The lawyer said Li suffered years of domestic violence at the hands of his mother, who demanded he get the highest academic marks, speak multiple languages, play three instruments and work in the family’s furniture shop.

She had wanted him to study to become a lawyer or diplomat at the Australian National University and was disappointed when he was accepted into law at the University of Adelaide.

Li told the court on the fateful morning he killed his mother, he was practising martial arts instead of piano as his mother had wanted.

He said Ms Tian came at him and he feared for his life, so he fought back.

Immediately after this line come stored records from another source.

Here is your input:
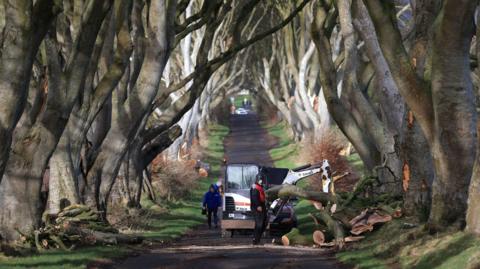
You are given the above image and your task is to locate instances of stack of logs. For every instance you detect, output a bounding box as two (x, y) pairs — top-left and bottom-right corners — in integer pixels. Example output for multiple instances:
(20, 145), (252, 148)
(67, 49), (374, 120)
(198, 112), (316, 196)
(21, 205), (143, 251)
(267, 179), (402, 249)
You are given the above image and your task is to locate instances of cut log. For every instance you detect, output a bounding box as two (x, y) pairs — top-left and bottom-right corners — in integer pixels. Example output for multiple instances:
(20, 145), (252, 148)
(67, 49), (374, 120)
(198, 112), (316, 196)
(310, 201), (323, 210)
(282, 228), (313, 246)
(312, 211), (345, 249)
(345, 236), (365, 243)
(367, 212), (392, 225)
(312, 230), (325, 246)
(333, 172), (350, 182)
(350, 223), (373, 235)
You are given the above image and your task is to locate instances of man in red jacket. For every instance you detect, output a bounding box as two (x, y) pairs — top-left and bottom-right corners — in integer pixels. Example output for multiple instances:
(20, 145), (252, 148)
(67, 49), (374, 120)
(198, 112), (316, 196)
(250, 174), (267, 245)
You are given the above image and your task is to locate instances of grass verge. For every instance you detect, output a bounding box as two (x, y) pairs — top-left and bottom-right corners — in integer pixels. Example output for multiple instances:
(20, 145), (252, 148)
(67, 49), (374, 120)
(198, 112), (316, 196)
(0, 122), (228, 269)
(262, 121), (300, 168)
(337, 219), (480, 269)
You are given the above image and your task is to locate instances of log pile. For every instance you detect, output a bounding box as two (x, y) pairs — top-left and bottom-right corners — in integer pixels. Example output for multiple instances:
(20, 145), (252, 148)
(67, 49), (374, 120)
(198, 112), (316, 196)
(267, 175), (402, 249)
(21, 205), (143, 252)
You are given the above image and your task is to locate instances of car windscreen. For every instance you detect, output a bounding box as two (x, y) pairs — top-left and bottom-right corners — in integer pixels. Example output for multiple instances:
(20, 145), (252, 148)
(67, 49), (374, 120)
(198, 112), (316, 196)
(227, 165), (258, 190)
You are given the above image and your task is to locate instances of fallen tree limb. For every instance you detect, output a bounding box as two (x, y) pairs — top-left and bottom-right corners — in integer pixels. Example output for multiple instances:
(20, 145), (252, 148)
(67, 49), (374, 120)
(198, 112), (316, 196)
(282, 228), (313, 246)
(311, 210), (345, 249)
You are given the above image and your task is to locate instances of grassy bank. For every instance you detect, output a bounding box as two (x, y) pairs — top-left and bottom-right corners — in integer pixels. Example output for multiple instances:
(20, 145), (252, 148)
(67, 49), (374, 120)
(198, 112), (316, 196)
(337, 219), (480, 269)
(0, 122), (228, 269)
(262, 121), (300, 168)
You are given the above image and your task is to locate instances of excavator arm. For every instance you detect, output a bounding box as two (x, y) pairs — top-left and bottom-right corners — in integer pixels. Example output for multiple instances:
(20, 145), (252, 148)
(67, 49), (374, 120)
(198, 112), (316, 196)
(282, 160), (332, 192)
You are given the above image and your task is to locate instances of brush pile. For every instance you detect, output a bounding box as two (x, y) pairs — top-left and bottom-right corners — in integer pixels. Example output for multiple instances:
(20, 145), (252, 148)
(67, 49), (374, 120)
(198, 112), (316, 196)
(17, 205), (143, 252)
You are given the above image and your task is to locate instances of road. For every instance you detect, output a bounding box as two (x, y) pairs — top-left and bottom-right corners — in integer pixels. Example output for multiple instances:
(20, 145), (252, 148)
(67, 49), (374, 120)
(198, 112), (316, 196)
(115, 115), (348, 269)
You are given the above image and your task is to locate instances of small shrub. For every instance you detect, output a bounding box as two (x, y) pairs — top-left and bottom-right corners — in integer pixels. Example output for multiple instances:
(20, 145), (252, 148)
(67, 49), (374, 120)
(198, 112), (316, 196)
(301, 130), (358, 192)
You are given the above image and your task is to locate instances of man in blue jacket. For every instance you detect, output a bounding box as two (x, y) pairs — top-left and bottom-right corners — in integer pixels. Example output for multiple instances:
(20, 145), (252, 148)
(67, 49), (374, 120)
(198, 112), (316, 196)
(203, 184), (222, 229)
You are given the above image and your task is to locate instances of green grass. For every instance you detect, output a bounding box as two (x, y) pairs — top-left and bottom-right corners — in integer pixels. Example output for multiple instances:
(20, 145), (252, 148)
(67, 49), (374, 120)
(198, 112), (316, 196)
(263, 121), (299, 168)
(233, 94), (253, 108)
(0, 246), (128, 269)
(0, 122), (228, 269)
(337, 219), (480, 269)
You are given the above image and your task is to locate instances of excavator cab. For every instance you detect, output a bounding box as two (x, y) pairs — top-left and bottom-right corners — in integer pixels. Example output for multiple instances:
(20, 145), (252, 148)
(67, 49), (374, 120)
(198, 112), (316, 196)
(221, 164), (289, 231)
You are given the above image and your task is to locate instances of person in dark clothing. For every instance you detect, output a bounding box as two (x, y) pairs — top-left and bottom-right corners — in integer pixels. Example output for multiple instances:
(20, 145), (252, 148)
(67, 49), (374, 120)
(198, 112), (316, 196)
(250, 174), (267, 245)
(203, 184), (222, 228)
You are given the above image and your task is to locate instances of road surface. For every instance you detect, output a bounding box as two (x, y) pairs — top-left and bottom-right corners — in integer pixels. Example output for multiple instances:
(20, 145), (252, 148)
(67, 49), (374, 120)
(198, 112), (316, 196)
(114, 115), (348, 269)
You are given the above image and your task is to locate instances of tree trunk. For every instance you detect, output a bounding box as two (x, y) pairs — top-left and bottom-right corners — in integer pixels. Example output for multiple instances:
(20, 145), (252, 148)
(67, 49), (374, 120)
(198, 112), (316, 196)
(429, 1), (477, 230)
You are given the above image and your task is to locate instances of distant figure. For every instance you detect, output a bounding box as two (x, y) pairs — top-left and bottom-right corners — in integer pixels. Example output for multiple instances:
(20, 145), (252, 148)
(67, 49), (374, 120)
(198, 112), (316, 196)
(250, 173), (267, 245)
(203, 184), (222, 229)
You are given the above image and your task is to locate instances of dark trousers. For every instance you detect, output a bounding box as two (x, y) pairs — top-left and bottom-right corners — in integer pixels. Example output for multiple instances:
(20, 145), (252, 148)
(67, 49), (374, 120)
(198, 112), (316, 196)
(207, 207), (218, 227)
(253, 209), (267, 244)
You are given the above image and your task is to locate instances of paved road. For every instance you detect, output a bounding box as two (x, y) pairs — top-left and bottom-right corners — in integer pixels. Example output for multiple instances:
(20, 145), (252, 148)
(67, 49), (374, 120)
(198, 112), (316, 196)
(114, 115), (348, 269)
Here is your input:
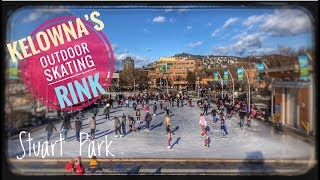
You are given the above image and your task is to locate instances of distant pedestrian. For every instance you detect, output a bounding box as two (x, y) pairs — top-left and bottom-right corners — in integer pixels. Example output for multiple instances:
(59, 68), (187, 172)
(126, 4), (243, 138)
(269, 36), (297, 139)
(199, 113), (207, 136)
(45, 121), (57, 142)
(114, 116), (122, 138)
(144, 112), (152, 131)
(153, 102), (158, 116)
(60, 116), (72, 141)
(74, 117), (82, 142)
(121, 114), (127, 136)
(89, 116), (97, 140)
(210, 108), (218, 123)
(164, 115), (171, 132)
(167, 129), (172, 149)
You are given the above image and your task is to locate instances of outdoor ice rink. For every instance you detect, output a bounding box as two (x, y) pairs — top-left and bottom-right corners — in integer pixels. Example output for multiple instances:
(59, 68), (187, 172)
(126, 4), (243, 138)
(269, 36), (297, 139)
(7, 98), (315, 160)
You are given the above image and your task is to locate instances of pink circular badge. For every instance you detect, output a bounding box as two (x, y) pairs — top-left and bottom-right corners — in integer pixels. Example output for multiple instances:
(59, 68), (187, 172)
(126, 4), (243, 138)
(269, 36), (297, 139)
(19, 17), (114, 110)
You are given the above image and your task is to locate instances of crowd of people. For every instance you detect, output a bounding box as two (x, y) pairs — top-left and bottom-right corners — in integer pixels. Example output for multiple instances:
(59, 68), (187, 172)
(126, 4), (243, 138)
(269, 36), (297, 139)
(46, 92), (255, 173)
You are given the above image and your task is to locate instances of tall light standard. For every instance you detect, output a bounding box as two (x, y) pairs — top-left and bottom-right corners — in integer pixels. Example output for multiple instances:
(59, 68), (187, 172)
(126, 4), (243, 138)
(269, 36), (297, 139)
(241, 67), (251, 112)
(217, 71), (224, 99)
(197, 77), (200, 99)
(227, 69), (234, 104)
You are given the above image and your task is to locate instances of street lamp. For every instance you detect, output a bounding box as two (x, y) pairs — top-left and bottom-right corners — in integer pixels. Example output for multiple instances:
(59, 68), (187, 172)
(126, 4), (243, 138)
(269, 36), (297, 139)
(197, 77), (200, 99)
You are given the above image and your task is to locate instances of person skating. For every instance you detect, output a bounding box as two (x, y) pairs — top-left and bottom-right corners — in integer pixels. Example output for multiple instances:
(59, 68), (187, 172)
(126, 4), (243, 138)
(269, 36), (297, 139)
(45, 121), (57, 142)
(91, 107), (99, 117)
(199, 113), (207, 136)
(164, 115), (171, 133)
(128, 115), (136, 132)
(104, 107), (110, 120)
(220, 119), (227, 138)
(167, 129), (172, 149)
(88, 156), (102, 173)
(153, 102), (158, 116)
(64, 156), (85, 175)
(210, 108), (218, 123)
(74, 117), (82, 142)
(144, 111), (152, 131)
(203, 132), (209, 147)
(89, 116), (97, 140)
(114, 116), (122, 138)
(60, 116), (72, 141)
(136, 109), (142, 131)
(121, 114), (127, 136)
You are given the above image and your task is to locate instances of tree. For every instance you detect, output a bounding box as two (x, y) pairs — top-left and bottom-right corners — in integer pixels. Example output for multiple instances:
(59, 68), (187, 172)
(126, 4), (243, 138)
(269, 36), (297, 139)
(186, 71), (197, 90)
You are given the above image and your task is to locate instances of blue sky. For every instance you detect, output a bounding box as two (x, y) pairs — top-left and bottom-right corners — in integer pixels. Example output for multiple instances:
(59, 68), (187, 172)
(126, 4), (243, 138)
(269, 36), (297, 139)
(7, 7), (313, 69)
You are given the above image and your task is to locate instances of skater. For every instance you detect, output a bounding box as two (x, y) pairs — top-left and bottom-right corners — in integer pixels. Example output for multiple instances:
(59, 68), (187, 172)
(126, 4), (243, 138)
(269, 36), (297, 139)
(64, 156), (85, 175)
(164, 115), (171, 132)
(153, 102), (157, 116)
(88, 156), (103, 174)
(60, 116), (72, 141)
(220, 119), (227, 138)
(91, 107), (99, 117)
(136, 109), (142, 131)
(121, 114), (127, 136)
(104, 107), (110, 120)
(167, 129), (172, 149)
(210, 108), (218, 123)
(45, 121), (57, 142)
(114, 116), (122, 138)
(126, 98), (129, 108)
(89, 116), (96, 140)
(128, 115), (136, 132)
(144, 111), (152, 131)
(74, 117), (82, 142)
(239, 108), (246, 130)
(204, 133), (209, 147)
(199, 113), (207, 136)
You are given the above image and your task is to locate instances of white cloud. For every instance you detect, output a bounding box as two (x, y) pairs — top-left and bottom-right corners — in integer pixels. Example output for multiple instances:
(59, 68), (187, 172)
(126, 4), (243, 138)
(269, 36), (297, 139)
(261, 9), (312, 36)
(152, 16), (166, 23)
(211, 18), (238, 37)
(213, 33), (264, 55)
(111, 44), (119, 52)
(242, 15), (265, 27)
(242, 9), (312, 36)
(178, 9), (190, 13)
(143, 28), (151, 33)
(184, 26), (192, 32)
(211, 28), (221, 37)
(222, 18), (238, 29)
(188, 41), (203, 48)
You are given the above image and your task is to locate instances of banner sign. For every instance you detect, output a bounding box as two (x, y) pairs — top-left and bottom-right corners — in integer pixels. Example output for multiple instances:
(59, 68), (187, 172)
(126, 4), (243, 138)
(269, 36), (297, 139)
(238, 68), (243, 81)
(298, 56), (309, 80)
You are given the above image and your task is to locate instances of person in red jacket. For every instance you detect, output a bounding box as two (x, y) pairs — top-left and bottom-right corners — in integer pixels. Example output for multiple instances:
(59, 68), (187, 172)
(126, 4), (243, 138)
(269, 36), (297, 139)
(64, 156), (85, 175)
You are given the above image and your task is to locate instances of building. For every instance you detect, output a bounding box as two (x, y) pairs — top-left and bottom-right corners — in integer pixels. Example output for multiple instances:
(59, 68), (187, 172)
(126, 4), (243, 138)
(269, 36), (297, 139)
(259, 61), (316, 139)
(122, 57), (134, 69)
(148, 57), (202, 88)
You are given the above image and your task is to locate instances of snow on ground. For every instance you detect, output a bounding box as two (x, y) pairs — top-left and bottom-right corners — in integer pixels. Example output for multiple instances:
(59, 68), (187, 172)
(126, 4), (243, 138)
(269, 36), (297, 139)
(7, 101), (315, 160)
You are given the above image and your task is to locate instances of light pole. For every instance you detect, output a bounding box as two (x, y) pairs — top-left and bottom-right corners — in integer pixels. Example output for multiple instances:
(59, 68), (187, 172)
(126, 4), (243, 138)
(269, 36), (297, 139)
(133, 78), (136, 94)
(241, 67), (251, 112)
(227, 69), (234, 104)
(217, 71), (223, 99)
(197, 77), (200, 99)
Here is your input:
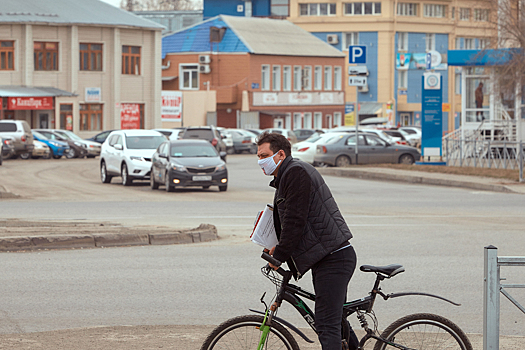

“A culmination of years of living in a dysfunctional family, he finally explodes and then a short, short mistake, and she dies,” Mr Hegarty said.

The court heard she had more than 50 injuries to her body and was strangled by either her son’s hands or a cord.

Li told the jury he never wanted to hurt his mother, whom he loved, and had limited memories from around the time of the incident.

But police discovered he had searched on his computer methods for killing someone and the terms ‘avoid police’ and ‘track mobile’.

After killing his mother, Li fled to China and lived with his father – who supported him in court – until he was deported three years later.

Supreme Court Justice Trish Kelly said the jury’s verdict indicated they thought the issue of provocation was relevant to the case, despite the fact it was not relied upon in Li’s defence.

She said his sentence would likely be at the upper end of the scale for manslaughter, which carries a range of sentences – from suspended fail terms to life imprisonment – unlike murder, which carries a minimum term of 20 years’ jail.

Li will be sentenced at a later date.